- Theatrical release poster
- Directed by: Yoji Yamada
- Screenplay by: Yoji Yamada Akira Miyazaki
- Starring: Chieko Baisho Hisashi Igawa Chishū Ryū
- Production company: Shochiku
- Release date: October 24, 1970;
- Running time: 106 minutes
- Country: Japan
- Language: Japanese

= Where Spring Comes Late =

Where Spring Comes Late (家族, Kazoku), also known as The Family, is a 1970 Japanese film directed by Yoji Yamada.

== Plot ==
The Kazami family live on the island of Iōjima, Nagasaki, where Seiichi Kamazi works in a coal mine. With the coal mine closing, Seiichi decides to move to Hokkaido and become a dairy farmer. The family rides the train between the two islands (a roughly 3,000-mile journey). Along the way, they stop in Fukuyama, where Seiichi's brother Tsutomu lives, Osaka, where they attend Expo '70, and Tokyo. In Tokyo, the family's youngest daughter passes away. Genzō, Seiichi's father, reaches Hokkaido but passes away shortly after. He is buried in a Catholic ceremony.
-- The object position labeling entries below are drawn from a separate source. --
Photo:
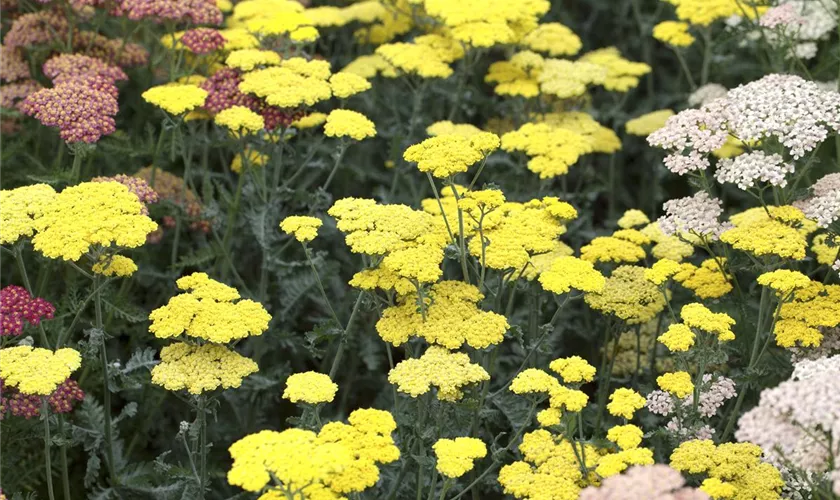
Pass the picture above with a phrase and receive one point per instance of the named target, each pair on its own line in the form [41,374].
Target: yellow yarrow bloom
[625,436]
[447,155]
[625,402]
[633,218]
[35,371]
[88,215]
[573,369]
[207,311]
[571,272]
[456,457]
[346,123]
[18,209]
[646,124]
[629,296]
[677,383]
[248,59]
[310,387]
[661,271]
[304,228]
[699,316]
[176,99]
[200,368]
[240,120]
[677,338]
[345,85]
[115,265]
[673,33]
[448,371]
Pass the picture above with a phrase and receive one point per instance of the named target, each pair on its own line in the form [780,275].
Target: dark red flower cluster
[188,11]
[223,92]
[17,306]
[203,40]
[29,406]
[136,185]
[83,109]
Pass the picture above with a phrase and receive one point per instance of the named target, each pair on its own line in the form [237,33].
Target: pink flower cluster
[136,185]
[187,11]
[17,307]
[29,406]
[658,482]
[223,92]
[203,40]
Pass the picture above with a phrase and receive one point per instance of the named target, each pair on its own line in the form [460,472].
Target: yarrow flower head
[37,371]
[209,310]
[200,368]
[89,215]
[304,228]
[456,457]
[17,307]
[176,99]
[310,387]
[347,123]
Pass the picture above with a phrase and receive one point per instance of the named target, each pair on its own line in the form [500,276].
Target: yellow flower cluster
[438,367]
[210,311]
[567,273]
[732,470]
[87,215]
[813,307]
[450,154]
[677,383]
[648,123]
[706,281]
[200,368]
[176,99]
[303,227]
[673,33]
[310,387]
[625,402]
[114,265]
[552,466]
[19,208]
[36,371]
[248,59]
[700,317]
[339,460]
[456,457]
[452,317]
[629,296]
[782,233]
[293,83]
[240,120]
[347,123]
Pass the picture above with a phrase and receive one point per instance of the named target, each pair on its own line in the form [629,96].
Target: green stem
[45,414]
[103,358]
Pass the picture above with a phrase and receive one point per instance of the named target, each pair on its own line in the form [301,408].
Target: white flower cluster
[694,215]
[796,423]
[823,206]
[797,113]
[746,169]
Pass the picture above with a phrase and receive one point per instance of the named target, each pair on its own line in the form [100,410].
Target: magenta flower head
[81,112]
[66,67]
[136,185]
[17,307]
[203,40]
Despite Seiichi's misgivings, Tamiko (his wife) convinces him to stay and forge a new life for themselves.

==Cast==
- Chieko Baisho as Tamiko Kazami
- Hisashi Igawa as Seiichi Kazami
- Chishū Ryū as Genzō Kazami
- Gin Maeda
- Hiroshi Inuzuka as Comedian
- Kiyoshi Atsumi
- Shūichi Ikeda

==Awards==
25th Mainichi Film Award
- Won: Best Film

== Criticism ==
Scholar Yoshikuni Igarashi called the film "a declaration of war against the regime of the high-growth economy." He views Seiichi's journey as motivated by his desire to maintain economic independence.